Sleep-Disordered Breathing Guidelines
Norman Friedman, MD, director of the Children’s Sleep Medicine Laboratory at the University of Colorado Children’s Hospital in Aurora, said it is always difficult generating surgical guidelines. Dr. Friedman is currently part of an AAO-HNS-led multidisciplinary panel formed in January 2010 to create pediatric sleep-disordered breathing guidelines to be published in Otolaryngology-Head and Neck Surgery in 2011. Panel members consisting of sleep medicine physicians, pediatricians, anesthesiologists and pulmonary physicians, along with otolaryngologists, are developing the guidelines, which target children ages two to 18 years who have been given a clinical diagnosis of sleep-disordered breathing, are candidates for tonsillectomy and may benefit from a pre-operative polysonogram (PSG). External and internal review of the guidelines will be done by multiple invited representatives from a number of specialties both within and outside of AAO-HNS.

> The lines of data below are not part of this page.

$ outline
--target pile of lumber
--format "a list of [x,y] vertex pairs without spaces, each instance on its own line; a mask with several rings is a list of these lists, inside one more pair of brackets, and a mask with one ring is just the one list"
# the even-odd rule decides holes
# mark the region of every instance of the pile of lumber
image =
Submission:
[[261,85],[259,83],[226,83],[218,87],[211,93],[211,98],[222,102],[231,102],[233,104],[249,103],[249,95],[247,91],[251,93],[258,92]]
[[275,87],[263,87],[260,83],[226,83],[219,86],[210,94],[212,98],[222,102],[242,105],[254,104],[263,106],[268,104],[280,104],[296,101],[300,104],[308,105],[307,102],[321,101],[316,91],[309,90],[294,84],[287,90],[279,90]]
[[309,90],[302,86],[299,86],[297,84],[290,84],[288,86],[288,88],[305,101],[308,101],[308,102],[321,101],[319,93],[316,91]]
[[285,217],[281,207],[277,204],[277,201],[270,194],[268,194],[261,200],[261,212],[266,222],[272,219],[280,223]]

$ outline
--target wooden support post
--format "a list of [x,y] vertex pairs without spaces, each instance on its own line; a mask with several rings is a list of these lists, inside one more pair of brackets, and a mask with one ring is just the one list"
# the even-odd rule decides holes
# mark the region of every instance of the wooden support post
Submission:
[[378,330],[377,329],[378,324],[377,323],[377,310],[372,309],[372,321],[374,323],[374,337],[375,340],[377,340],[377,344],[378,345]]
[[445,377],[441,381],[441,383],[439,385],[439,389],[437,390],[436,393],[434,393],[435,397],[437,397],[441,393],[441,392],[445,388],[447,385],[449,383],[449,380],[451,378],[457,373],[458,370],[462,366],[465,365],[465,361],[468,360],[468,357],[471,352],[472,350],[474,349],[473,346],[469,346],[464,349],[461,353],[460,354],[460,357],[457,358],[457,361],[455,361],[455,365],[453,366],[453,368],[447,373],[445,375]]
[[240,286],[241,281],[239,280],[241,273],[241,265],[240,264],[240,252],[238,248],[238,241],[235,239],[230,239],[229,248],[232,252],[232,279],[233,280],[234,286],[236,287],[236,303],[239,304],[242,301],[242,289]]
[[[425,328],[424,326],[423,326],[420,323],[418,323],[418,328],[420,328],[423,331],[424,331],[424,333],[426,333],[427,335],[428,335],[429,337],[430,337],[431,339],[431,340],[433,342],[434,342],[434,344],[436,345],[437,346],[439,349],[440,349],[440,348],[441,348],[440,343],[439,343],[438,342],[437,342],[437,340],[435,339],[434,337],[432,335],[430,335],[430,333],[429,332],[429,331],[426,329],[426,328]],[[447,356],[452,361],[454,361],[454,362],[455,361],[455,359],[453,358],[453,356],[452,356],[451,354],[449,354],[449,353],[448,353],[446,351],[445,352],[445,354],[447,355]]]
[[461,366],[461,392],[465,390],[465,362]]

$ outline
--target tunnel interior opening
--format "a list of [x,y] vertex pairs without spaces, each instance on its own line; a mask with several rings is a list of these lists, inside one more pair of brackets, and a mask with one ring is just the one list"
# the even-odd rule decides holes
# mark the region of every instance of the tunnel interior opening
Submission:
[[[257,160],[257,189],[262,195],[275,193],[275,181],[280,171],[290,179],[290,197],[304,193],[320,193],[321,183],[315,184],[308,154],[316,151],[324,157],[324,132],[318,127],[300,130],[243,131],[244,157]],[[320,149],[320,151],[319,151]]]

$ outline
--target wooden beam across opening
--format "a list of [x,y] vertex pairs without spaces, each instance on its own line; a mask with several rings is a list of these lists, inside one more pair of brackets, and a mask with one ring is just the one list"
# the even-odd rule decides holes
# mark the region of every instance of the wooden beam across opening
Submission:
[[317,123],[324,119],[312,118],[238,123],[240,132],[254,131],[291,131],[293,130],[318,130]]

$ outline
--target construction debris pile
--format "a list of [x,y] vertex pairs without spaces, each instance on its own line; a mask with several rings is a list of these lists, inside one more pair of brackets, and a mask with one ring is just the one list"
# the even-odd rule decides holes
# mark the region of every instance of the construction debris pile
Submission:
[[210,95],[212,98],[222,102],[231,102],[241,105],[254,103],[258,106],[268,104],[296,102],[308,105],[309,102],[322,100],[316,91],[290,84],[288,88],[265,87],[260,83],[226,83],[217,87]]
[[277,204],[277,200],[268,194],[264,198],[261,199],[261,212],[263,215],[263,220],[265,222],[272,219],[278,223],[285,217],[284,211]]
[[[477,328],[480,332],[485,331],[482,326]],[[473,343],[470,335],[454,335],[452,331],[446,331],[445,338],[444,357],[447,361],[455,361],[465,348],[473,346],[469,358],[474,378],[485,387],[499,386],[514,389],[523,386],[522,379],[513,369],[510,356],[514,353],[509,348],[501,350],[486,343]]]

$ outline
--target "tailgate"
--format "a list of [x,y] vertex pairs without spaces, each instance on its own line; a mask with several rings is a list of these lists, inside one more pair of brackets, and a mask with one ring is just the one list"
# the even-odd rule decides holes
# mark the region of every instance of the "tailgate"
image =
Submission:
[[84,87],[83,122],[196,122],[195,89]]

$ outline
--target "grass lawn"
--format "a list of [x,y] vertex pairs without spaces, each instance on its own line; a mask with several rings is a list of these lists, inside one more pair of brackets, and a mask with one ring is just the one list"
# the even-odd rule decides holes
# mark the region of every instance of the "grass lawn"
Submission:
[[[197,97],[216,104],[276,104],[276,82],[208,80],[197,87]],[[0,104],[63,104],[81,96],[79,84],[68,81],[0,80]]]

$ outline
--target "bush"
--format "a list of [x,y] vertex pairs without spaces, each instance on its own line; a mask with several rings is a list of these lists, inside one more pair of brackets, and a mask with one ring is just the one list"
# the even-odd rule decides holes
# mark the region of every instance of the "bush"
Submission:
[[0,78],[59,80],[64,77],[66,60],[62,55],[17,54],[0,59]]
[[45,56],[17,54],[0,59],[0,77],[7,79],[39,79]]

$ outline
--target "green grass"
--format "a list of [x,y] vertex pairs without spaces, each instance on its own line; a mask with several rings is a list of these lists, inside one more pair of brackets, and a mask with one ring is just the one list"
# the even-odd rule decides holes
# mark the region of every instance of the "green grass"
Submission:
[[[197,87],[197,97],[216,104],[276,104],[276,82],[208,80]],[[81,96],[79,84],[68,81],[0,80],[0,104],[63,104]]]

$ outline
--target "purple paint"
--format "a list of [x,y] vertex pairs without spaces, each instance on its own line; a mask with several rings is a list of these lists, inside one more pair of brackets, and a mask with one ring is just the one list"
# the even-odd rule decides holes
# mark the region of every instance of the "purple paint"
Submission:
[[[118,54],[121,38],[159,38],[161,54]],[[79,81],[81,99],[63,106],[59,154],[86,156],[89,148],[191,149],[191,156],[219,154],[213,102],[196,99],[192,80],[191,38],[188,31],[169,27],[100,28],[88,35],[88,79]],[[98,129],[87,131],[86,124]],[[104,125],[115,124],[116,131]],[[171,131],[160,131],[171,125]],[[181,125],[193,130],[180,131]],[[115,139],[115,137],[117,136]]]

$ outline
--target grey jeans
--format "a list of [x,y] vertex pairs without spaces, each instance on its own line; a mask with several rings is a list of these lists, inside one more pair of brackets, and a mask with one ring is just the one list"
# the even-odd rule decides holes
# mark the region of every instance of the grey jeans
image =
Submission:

“When it comes to surgical guidelines, the difficulty is that everything is being compared to noninvasive ventilation, and all of us agree that if a person is compliant with noninvasive ventilation, noninvasive treatment will be more successful,” Dr. Friedman said. “The issue is compliance, as well as whether outcomes measured by the apnea-hypopnea index also effectively measure quality of life.”